The National Treasury Cabinet Secretary Hon Henry Rotich is set to table in Parliament his seventh budget for the fiscal year 2019/2020, but just how much of this money will be spent on development projects?
Out of the KShs 3.02 trillion spending plan for the budget, President Uhuru Kenyatta’s Big Four agenda development plans, namely manufacturing, affordable housing, affordable healthcare, and food security, will get KSh 450.9 billion.
Rotich allocated a total of KSh 55.97 billion for food security, manufacturing KShs 125.42 billion, affordable healthcare KShs 82 billion, and affordable housing scheme KShs 103.15 billion.
The executive arm of the government will earn a total of KShs 1.84 trillion, Parliament KShs 43.78 billion and the Judiciary arm Kshs18.88 billion according to the budget estimates.

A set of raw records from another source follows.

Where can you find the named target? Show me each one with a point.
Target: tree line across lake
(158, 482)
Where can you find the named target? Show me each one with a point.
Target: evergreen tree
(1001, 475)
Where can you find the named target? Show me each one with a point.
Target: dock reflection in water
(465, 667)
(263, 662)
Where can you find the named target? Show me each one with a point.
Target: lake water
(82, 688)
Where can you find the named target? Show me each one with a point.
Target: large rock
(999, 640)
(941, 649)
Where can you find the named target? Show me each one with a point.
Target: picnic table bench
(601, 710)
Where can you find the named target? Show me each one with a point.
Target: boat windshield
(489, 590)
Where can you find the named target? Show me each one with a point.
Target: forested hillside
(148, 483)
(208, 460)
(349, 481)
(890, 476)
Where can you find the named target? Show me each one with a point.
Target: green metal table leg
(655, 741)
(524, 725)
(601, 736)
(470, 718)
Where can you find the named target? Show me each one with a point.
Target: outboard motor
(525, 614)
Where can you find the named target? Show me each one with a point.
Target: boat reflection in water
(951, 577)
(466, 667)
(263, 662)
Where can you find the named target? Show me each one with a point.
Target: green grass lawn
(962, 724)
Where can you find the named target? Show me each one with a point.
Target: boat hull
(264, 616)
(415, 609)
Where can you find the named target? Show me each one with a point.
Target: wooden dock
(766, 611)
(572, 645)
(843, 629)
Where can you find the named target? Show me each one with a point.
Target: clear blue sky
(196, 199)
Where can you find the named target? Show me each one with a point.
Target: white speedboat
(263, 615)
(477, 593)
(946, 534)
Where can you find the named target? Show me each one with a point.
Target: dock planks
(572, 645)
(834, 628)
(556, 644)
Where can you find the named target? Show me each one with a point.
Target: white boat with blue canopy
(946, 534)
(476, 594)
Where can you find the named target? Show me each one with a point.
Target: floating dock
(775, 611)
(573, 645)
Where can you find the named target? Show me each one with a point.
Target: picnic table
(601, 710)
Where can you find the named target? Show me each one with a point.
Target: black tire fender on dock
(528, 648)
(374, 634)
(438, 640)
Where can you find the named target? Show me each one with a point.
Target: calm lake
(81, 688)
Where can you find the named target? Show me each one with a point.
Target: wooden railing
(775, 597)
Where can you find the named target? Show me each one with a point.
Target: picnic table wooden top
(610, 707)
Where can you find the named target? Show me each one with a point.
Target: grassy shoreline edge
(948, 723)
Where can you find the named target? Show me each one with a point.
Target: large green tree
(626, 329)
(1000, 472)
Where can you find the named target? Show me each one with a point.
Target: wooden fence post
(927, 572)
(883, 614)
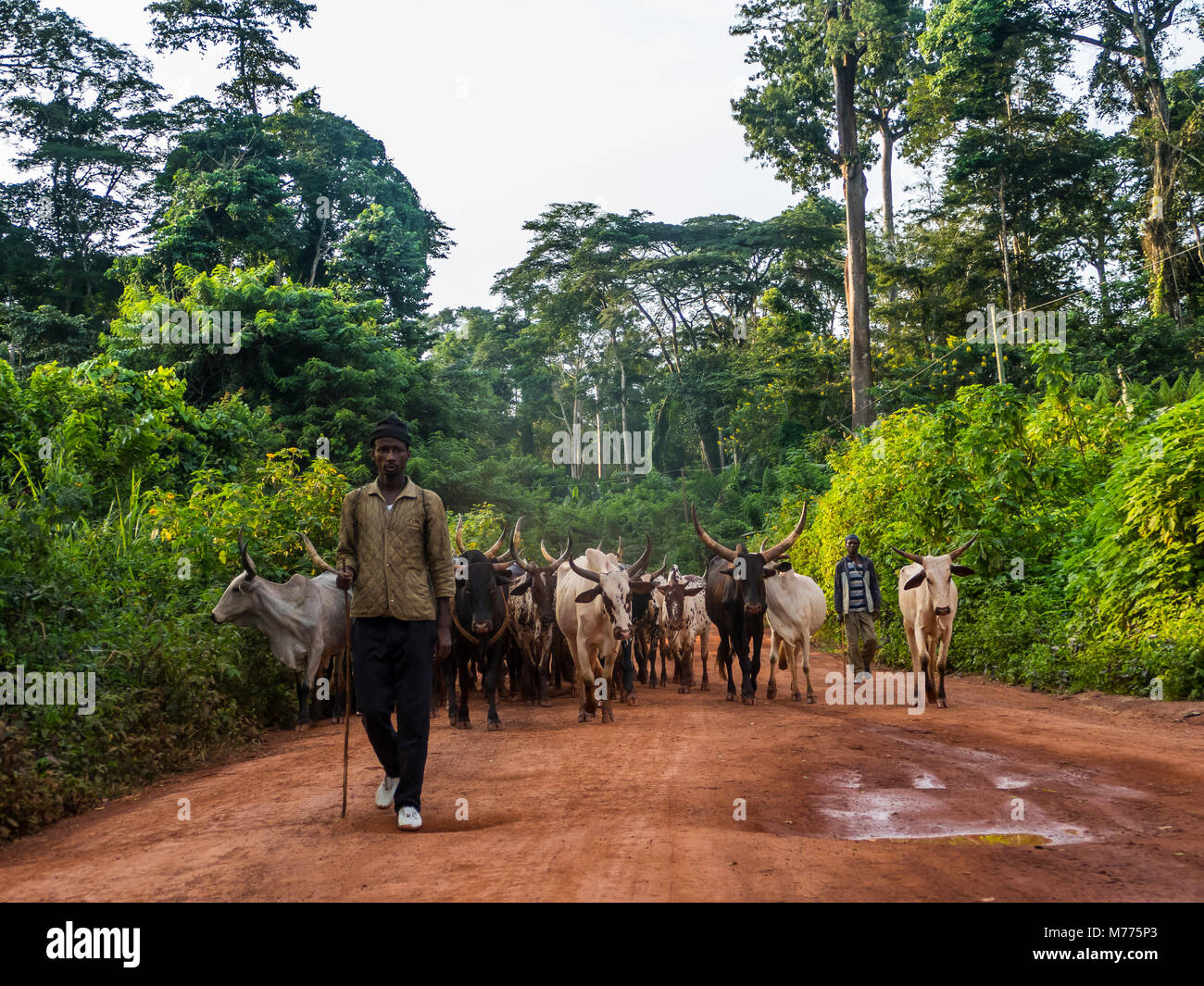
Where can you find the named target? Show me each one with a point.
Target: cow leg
(545, 669)
(302, 702)
(919, 643)
(755, 665)
(494, 676)
(807, 669)
(775, 649)
(942, 662)
(582, 658)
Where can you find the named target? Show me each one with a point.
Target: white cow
(683, 619)
(928, 602)
(594, 613)
(796, 608)
(304, 619)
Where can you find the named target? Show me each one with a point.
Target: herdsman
(858, 598)
(393, 537)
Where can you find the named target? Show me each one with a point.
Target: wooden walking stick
(347, 684)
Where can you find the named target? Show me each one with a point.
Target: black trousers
(394, 665)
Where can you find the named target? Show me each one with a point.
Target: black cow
(481, 624)
(735, 602)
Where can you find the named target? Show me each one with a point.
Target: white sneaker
(384, 793)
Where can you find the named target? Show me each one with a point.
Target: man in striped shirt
(858, 598)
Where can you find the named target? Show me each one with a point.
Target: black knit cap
(390, 428)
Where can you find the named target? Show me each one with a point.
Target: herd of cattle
(593, 620)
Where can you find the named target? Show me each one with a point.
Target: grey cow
(304, 619)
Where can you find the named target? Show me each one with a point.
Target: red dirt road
(843, 803)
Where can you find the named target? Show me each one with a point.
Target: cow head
(937, 572)
(615, 589)
(240, 602)
(747, 569)
(673, 593)
(540, 580)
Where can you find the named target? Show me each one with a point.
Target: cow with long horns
(533, 605)
(301, 618)
(735, 602)
(481, 619)
(594, 613)
(928, 604)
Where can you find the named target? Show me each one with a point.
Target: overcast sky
(496, 108)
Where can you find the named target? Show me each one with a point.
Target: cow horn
(493, 552)
(585, 573)
(642, 561)
(554, 564)
(514, 549)
(785, 545)
(318, 560)
(958, 552)
(247, 564)
(714, 545)
(658, 572)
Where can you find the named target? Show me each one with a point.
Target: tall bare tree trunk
(856, 283)
(889, 197)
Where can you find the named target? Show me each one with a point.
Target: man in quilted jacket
(393, 541)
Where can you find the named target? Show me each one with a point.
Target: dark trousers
(394, 665)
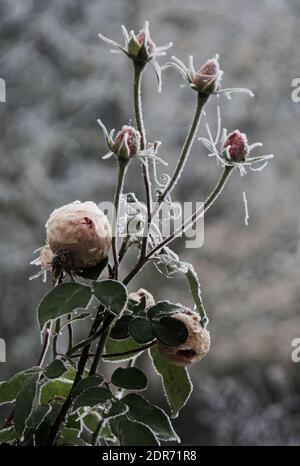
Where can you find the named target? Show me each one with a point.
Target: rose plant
(64, 399)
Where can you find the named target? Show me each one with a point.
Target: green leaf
(117, 409)
(92, 397)
(141, 330)
(135, 434)
(120, 330)
(55, 389)
(63, 299)
(130, 378)
(91, 421)
(141, 410)
(93, 273)
(162, 308)
(170, 332)
(112, 294)
(24, 403)
(176, 381)
(91, 381)
(70, 437)
(9, 389)
(121, 346)
(7, 435)
(55, 369)
(37, 416)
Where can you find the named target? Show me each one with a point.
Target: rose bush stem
(207, 204)
(122, 168)
(186, 148)
(138, 116)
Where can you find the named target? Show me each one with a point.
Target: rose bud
(82, 230)
(236, 146)
(142, 293)
(138, 49)
(208, 78)
(127, 142)
(196, 346)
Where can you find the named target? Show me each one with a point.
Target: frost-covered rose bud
(46, 257)
(142, 293)
(138, 48)
(127, 142)
(236, 146)
(196, 346)
(82, 230)
(208, 78)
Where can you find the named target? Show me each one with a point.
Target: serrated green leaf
(130, 378)
(118, 408)
(55, 369)
(141, 330)
(37, 416)
(63, 299)
(112, 294)
(7, 435)
(162, 308)
(91, 421)
(121, 346)
(55, 389)
(170, 332)
(176, 381)
(70, 437)
(120, 331)
(91, 381)
(92, 397)
(24, 403)
(135, 434)
(9, 389)
(141, 410)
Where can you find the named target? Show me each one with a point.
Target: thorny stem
(138, 116)
(55, 337)
(105, 330)
(186, 148)
(122, 168)
(70, 332)
(55, 428)
(199, 212)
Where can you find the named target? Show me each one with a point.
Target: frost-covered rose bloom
(82, 230)
(236, 145)
(208, 78)
(142, 293)
(196, 346)
(127, 142)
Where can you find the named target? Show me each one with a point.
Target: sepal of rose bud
(82, 230)
(143, 294)
(127, 142)
(196, 346)
(208, 78)
(235, 147)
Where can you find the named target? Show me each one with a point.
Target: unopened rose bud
(127, 142)
(142, 293)
(196, 346)
(82, 230)
(138, 49)
(236, 146)
(208, 78)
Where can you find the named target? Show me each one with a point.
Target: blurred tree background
(60, 78)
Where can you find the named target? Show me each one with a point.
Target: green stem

The CS is presumed to tell Kenyans how he is going to finance the budget with a deficit of more than KShs 607 billion, and with no room left for funding of more debts, at least according to the Central Bank of Kenya (CBK) chief Patrick Njoroge.
Rotich could nonetheless be forced to return to the domestic and international exchanges for more loans to plug the hole in light of the shortfall in revenue collection, a move that could further worsen the country’s public debt situation.
Kenya Revenue Authority (KRA) was to raise KShs 1.6 trillion in revenue by the end of June 2019, but that budget target is not likely to be met acknowledging the taxman had managed to raise only KSh 1.1 trillion by April 30, 2019.
The Treasury chief is thus expected to come up with a raft of other propositions on how to compensate for the shortfall to be able to finance the national budget adequately.
Although the exchequer had proposed sealing of the open loopholes for revenue leakage and increasing the tax base, it is not yet very clear how much more would be raised or who will shoulder extra tax burden should new tax measures be introduced.